A 30-year-old female recreational player presented three months after an injury to her right ankle. She was not certain about the exact mechanism but described a twisting movement as she challenged for a ball. She reported experiencing immediate pain, developing rapid swelling and being unable to walk unaided for about a week. She was seen by a physiotherapist and diagnosed with a lateral ankle sprain. While her symptoms had improved a lot she continued to have pain and swelling with activity and had not been able to get back to playing football. There was no past history of significant foot or ankle injuries.
On examination her ankle was obviously swollen. There was a mild global restriction of ankle and subtalar movements and some generalized tenderness about the lateral ankle. There was no clinical evidence of lateral ligament laxity or other significant signs
An x-ray series of the ankle from near the time of injury (as well as a second series a month later) appear normal. MR images show that there is a 1 cm ossicle at the anterior process of calcaneus. These is minor oedema associated with this. These findings are most consistent with an un-united fracture (although a developmental variant is another possibility). The CT imaging further demonstrates an un-united fracture of the anterior process of the calcaneus with no evidence of healing. The fracture margins are irregular and more in keeping with a fracture than an os calcaneum secundarium.

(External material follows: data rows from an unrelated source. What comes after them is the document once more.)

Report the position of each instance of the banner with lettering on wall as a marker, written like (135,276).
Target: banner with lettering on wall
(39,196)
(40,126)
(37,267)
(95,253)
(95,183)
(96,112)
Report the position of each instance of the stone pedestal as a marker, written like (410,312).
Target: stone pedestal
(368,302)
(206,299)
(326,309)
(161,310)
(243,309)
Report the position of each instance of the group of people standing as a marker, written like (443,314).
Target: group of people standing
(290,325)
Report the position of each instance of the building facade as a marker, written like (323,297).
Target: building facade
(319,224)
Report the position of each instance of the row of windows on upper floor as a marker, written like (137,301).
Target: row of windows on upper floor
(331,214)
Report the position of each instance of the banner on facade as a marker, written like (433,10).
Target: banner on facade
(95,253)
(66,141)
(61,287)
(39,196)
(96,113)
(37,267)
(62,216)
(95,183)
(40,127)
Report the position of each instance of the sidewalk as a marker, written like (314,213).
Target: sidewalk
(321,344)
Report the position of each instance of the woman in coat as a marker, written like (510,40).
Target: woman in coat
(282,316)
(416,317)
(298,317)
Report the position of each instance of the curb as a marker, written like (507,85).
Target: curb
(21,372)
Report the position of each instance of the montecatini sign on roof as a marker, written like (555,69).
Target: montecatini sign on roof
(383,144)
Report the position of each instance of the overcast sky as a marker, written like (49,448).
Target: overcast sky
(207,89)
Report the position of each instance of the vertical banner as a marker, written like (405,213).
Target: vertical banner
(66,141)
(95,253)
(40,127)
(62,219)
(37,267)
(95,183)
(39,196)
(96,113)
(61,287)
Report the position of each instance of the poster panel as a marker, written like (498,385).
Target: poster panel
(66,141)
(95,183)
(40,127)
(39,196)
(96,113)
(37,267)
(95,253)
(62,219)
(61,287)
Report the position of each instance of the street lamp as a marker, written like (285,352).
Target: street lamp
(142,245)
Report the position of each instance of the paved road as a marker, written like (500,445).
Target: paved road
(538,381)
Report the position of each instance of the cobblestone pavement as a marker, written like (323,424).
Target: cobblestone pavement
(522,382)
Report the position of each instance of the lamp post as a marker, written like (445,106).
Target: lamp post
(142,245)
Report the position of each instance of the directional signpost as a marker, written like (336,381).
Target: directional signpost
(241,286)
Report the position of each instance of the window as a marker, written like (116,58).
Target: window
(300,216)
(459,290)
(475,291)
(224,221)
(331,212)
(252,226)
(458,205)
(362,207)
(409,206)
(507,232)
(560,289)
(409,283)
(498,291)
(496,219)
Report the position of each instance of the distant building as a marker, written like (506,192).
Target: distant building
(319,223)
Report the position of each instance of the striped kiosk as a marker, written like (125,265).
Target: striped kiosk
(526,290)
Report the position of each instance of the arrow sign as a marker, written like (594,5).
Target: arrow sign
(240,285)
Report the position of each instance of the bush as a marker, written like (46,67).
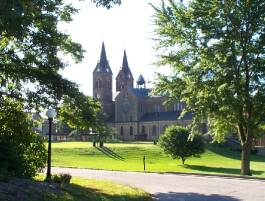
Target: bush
(22,151)
(175,142)
(62,178)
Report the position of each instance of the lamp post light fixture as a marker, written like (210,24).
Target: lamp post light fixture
(51,113)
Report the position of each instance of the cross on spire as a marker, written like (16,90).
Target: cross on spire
(125,65)
(103,57)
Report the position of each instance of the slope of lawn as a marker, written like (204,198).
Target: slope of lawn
(129,157)
(78,190)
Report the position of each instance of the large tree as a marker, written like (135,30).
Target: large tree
(30,45)
(217,55)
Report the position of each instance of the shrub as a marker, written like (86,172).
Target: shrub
(62,178)
(22,151)
(175,142)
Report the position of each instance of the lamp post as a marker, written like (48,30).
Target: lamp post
(51,113)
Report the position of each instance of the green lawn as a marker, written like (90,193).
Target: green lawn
(78,190)
(129,157)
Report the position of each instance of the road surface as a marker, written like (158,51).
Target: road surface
(173,187)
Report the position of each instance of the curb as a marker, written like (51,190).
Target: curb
(180,173)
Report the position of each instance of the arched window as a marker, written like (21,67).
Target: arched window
(121,131)
(143,129)
(154,130)
(100,84)
(105,84)
(131,130)
(165,127)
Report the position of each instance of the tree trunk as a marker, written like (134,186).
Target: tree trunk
(245,159)
(183,161)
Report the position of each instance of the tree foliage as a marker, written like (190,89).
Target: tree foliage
(30,61)
(216,51)
(22,151)
(176,142)
(30,49)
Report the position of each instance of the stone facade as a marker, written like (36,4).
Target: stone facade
(134,113)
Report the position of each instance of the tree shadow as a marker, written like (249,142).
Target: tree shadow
(221,170)
(108,152)
(81,193)
(233,154)
(172,196)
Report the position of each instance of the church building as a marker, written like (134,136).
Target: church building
(134,112)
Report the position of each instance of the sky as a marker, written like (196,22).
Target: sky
(128,26)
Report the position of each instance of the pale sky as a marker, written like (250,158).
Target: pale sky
(128,26)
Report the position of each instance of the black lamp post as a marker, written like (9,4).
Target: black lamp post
(51,113)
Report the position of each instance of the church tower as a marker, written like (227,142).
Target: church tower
(124,78)
(102,83)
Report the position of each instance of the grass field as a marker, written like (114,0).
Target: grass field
(129,157)
(78,190)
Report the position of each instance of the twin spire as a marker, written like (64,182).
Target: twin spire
(103,57)
(104,61)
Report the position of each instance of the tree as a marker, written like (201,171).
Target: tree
(217,55)
(30,49)
(175,142)
(30,45)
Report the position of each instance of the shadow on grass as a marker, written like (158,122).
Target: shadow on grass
(220,169)
(81,193)
(108,152)
(233,154)
(172,196)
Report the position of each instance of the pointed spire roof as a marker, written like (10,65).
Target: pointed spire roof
(103,56)
(103,64)
(140,80)
(125,66)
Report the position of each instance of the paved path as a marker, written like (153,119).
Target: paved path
(172,187)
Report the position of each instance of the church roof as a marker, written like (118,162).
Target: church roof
(165,116)
(103,64)
(125,69)
(125,66)
(140,80)
(140,92)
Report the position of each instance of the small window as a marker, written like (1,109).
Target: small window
(131,130)
(154,130)
(121,131)
(143,129)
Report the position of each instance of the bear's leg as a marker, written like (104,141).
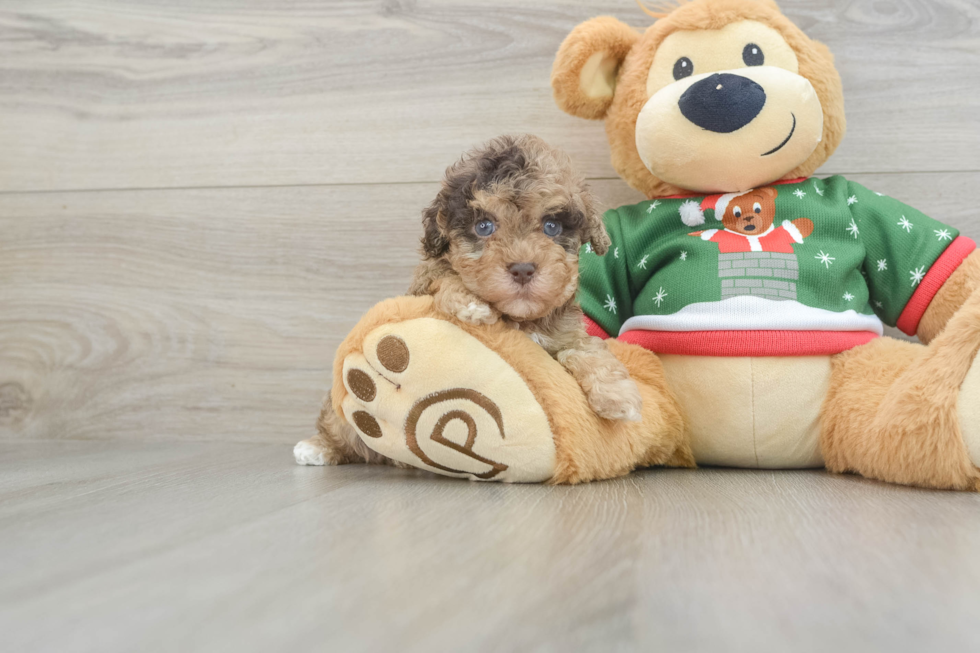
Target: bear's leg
(335,443)
(905,413)
(487,403)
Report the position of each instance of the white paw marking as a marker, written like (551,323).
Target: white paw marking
(477,313)
(308,454)
(627,408)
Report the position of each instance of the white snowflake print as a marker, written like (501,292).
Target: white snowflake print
(826,259)
(610,304)
(916,275)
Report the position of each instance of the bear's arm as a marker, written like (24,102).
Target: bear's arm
(908,258)
(951,295)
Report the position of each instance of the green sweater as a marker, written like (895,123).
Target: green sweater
(675,269)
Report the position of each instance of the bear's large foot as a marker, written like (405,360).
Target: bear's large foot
(426,393)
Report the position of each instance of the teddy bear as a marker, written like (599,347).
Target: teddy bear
(745,297)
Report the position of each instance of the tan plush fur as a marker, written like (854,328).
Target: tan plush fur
(603,36)
(588,448)
(517,184)
(960,285)
(891,411)
(815,61)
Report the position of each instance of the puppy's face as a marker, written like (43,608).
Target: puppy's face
(511,223)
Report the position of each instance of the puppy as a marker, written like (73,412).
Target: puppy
(501,242)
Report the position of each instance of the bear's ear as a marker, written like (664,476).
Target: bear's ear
(583,77)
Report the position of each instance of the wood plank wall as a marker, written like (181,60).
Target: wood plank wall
(198,198)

This player was reviewed by a subspecialist foot and ankle surgeon. Given that the symptoms have persisted for three months, and because there is no evidence of fracture healing, the plan is to manage this operatively. The intention is to reduce and fix (ORIF) the bony fragment. If this is not possible the fragment may need to be excised. The return to play timeline will be dictated by the procedure that is performed.

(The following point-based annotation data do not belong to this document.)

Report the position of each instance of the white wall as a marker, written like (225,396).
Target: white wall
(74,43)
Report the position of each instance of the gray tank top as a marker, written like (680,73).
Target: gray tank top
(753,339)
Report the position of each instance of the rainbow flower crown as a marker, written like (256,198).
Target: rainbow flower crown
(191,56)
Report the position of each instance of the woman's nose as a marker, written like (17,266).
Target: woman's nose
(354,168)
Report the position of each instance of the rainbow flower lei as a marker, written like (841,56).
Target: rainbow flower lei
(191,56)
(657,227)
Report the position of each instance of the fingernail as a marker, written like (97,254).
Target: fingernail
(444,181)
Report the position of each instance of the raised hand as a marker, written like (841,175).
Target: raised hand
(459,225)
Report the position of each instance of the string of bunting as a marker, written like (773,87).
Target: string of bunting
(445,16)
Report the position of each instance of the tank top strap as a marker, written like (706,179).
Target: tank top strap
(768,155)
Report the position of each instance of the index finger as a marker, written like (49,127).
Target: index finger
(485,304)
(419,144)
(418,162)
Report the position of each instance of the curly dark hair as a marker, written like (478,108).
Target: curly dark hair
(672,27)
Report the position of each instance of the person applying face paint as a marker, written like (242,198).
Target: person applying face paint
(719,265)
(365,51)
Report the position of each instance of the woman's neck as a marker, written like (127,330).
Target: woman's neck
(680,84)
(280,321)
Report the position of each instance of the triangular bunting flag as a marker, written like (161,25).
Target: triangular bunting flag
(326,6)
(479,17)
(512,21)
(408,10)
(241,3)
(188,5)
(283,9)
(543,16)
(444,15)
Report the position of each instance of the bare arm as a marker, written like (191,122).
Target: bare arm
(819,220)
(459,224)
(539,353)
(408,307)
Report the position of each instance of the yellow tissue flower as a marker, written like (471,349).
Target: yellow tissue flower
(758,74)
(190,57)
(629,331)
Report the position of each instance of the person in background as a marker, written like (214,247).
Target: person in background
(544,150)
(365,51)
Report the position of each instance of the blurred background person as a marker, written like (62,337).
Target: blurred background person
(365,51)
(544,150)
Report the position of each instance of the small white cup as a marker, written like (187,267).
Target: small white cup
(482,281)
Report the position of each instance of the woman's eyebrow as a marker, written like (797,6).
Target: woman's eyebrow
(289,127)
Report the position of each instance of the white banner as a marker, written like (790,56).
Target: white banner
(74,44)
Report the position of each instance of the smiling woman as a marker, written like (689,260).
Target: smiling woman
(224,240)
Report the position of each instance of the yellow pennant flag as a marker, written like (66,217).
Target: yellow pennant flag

Anterior calcaneal process fractures are rare injuries. Fractures of the anterior calcaneus, in a sports setting, are generally avulsion fractures (from the bifurcate ligament) caused by forced inversion and plantarflexion of the foot. An impaction injury mechanism, caused by forced eversion and abduction of the foot, has also been described. Outside of sport they are often associated with other fractures or dislocations of the midfoot. These fractures can be hard to diagnose as they frequently present in a similar manner to lateral ligament sprains and because x-rays often appear normal or can be difficult to interpret (due to bone overlap obscuring the midfoot bones). When there is clinical suspicion, an oblique x-ray of the midfoot can better demonstrate this bony landmark and can assist with making the diagnosis. As this case illustrates CT and MR imaging can also be very helpful.
There are no clear guidelines in the literature to guide treatment decisions for this type of injury. Some patients can be successfully managed with non-surgical treatment involving a below the knee cast (or boot) with no weight bearing for 6 to 8 weeks. This is then followed with a progressive rehabilitation programme. This regime would be appropriate for non-displaced or minimally displaced fractures. Where there has been a delay in diagnosis and/or where there is a displaced (>2 mm) or large fragment (>1 cm) involving the calcaneo-cuboid joint surgical treatment should be considered. Surgery may also be considered for elite players as it is possible that this may give a more predictable result. In most cases open reduction and internal fixation (ORIF) is the best surgical option. When the fracture fragment is small, or if it cannot be reduced, it may be excised.